Metromedia, Inc. v. San Diego, City of
Citation: 10 ELR 20862
No. No. L.A. 30782, 610 P.2d 407/14 ERC 1865/26 Cal. 3d 848, (Cal., 05/14/1980) On reh'g
The court upholds en banc the constitutionality of a San Diego ordinance which prohibits all off-site billboards and requires the removal of certain existing billboards following expiration of an amortization period. The court holds that the purposes recited in the ordinance — eliminating traffic hazards and improving the appearance of the city — are proper objectives for the exercise of the city's police power, and that the ordinance bears a reasonable relationship to those objectives. The court also finds that aesthetic considerations alone may justify the ordinance. The court further concludes that the ordinance does not, on its face, infringe the freedom of speech of commercial billboard owners under either the United States or the California Constitution. The ordinance validly regulated only the time, place, and manner of commercial speech because (1) it does not seek to suppress the content of the advertiser's message, (2) it serves significant governmental interests unrelated to the suppression of free speech, and (3) it leaves open adequate alternative means of communication. The court agrees with plaintiffs that the ordinance is preempted by the California Outdoor Advertising Act to the extent that it permits the removal without compensation of billboards within 660 feet of federal interstate and primary highways because compensation is required under the federal Highway Beautification Act. However, the court finds no denial of equal protection where the city requires removal of billboards greater than 660 feet from a federal highway after an amortization period and without payment of just compensation. Although the amortization schedule is not unreasonable on its face plaintiffs retain the right to prove that the amortization period is unreasonably short as applied to their structures. Finally, the court rules the city's alleged noncompliance with the California Environmental Quality Act was not properly before the trial court on the motion for summary judgment and thus cannot be asserted on appeal.

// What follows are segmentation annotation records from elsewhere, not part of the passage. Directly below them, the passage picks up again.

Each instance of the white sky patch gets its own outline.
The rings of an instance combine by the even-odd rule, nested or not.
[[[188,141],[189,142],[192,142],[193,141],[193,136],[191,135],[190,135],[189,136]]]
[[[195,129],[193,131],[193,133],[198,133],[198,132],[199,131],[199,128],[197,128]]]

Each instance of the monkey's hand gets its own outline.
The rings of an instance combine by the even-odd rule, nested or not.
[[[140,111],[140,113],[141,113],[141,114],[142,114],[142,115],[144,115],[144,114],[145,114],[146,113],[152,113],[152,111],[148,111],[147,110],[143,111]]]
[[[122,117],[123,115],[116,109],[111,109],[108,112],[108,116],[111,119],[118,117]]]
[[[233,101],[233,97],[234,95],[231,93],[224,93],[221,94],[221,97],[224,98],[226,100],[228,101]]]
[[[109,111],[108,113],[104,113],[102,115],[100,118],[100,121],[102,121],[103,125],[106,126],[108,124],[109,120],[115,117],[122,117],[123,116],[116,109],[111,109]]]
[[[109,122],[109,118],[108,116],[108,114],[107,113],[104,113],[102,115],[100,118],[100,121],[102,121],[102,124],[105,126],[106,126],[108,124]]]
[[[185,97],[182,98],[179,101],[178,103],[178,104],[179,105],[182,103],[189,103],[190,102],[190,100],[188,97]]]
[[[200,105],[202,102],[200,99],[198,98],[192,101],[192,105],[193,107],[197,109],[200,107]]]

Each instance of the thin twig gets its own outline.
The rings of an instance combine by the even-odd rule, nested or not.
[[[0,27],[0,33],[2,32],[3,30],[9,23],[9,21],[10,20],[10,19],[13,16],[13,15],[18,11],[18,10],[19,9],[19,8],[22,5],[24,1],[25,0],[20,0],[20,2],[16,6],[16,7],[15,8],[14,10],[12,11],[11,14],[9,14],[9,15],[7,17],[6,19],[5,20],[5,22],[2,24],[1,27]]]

Justice Richardson concurs separately; although agreeing with the dissent that total prohibition raises serious constitutional issues, he is persuaded that the ordinance meets minimum First Amendment standards. Justice Newman disagrees that aesthetic considerations alone are sufficient to prohibit off-site billboards but concurs with the majority that other varieties of speech may merit more protection than is accorded commercial speech. Justice Clark dissents, contending that the ordinance unconstitutionally prohibits expression of noncommercial as well as commercial speech because (1) billboards are entitled to the same First Amendment protection as other forms of speech, (2) the government interests do not outweigh the First Amendment rights of plaintiffs, and (3) there exists no adequate alternative means to communicate noncommercial messages effectively.
Counsel for Appellants
John W. Witt, City Attorney; C. Alan Sumption, Deputy City Attorney
City Concourse, 202 C St., San Diego CA 92101
Counsel for Respondents
Theodore B. Olson, Wayne W. Smith
Gibson, Dunn & Crutcher
515 S. Flower St., Los Angeles CA 90071
Oscar F. Irwin
Hillyer & Irwin
14th Floor, Cal. First Bank Bldg., 530 B St., San Diego CA 92101
Counsel for Amici Curiae
Mahlon F. Perkins Jr.
Donovan, Leisure, Newton & Irvine
30 Rockefeller Plaza, New York NY 10020
Michael M. Berger
Fadem, Berger & Norton
Suite 600, 501 Santa Monica Blvd., Santa Monica CA 90406
P.O. Box 1090, Del Mar CA 92014
Carter J. Stroud, City Attorney
City Hall, Alameda CA 94501
BIRD, C.J., and MOSK and MANUEL, JJ., concur.